La verdad, hija, es que no sé qué decirte. Creí que al llegar este día, ya sabes, la universidad, la gran ciudad, dejar la casa de tus padres, salir a comerte el mundo y todo eso, yo, te lo juro, pensé que me pillaría con las alforjas repletas, en plan Clint Eastwood , rollo padre duro, sabio y experimentado. Y qué va. Aquí me tienes, temblando de miedo. Y no es que desconfíe de tu capacidad para valerte por ti misma. Es sólo que hoy he vuelto a ver a ese viejo galgo abandonado que husmea entre los contenedores de basura del barrio con el rabo hundido entre las patas de puro apaleado y me ha dado por pensar en la cantidad de hijos de puta que hay sueltos por el mundo.

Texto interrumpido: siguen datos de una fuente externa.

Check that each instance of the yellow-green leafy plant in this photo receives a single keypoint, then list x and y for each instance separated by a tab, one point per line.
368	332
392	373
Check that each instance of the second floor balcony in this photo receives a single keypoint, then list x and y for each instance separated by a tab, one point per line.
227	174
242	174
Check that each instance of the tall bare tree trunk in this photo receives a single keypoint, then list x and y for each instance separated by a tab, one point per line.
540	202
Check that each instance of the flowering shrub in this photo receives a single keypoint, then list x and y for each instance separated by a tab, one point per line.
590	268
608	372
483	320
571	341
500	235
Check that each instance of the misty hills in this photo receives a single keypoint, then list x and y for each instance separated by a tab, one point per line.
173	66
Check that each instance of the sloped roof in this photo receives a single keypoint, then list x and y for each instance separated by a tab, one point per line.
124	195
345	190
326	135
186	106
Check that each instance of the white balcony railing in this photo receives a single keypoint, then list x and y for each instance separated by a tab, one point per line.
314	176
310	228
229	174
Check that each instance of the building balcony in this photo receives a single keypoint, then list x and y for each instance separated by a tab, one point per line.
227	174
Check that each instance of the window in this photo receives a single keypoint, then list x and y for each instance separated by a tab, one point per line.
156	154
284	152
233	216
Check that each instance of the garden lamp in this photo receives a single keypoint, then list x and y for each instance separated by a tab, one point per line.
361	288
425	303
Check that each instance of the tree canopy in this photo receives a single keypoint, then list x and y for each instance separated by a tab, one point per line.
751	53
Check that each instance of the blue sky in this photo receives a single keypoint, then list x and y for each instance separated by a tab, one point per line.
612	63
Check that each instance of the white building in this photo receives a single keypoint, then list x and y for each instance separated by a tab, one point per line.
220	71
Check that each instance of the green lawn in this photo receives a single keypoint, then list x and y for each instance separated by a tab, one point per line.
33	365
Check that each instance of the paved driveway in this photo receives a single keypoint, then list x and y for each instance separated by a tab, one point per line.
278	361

Y mirando a los ojos de este perro me he vuelto a acordar de cuando estuvimos en aquel burguer de Londres donde una pordiosera solo un poco mayor que tú se agarró a mi mano justo en el instante en que yo iba a darle una moneda y comenzó a llorar y a llorar sin que yo supiera qué decirle porque desconocía el idioma y sólo pude mirarme en esos tristes ojos suyos de perro apaleado, mismamente como los de este perro nuestro, y sentí una vergüenza infinita por consentir que estas cosas pasaran en el mundo sin ponerme a gritar en medio de la calle, basta, hasta aquí hemos llegado. Y ha sido acordarme de estas cosas y pensar en ti. Y no sólo porque rezo para que no se cruce en tu camino ninguno de esos hijos de putas desalmados que arruinan la vida de la gente sin ni siquiera molestarse en soltar un disculpe señora si la he pisado.

No es eso. No es sólo eso. Es que rezo para que tengas más suerte que yo. Que la tuya sea esa generación que dé a este mundo el vuelco que tanto precisa al grito de basta ya, hasta aquí hemos llegado. Y que ojalá tú estés ahí para gozarlo.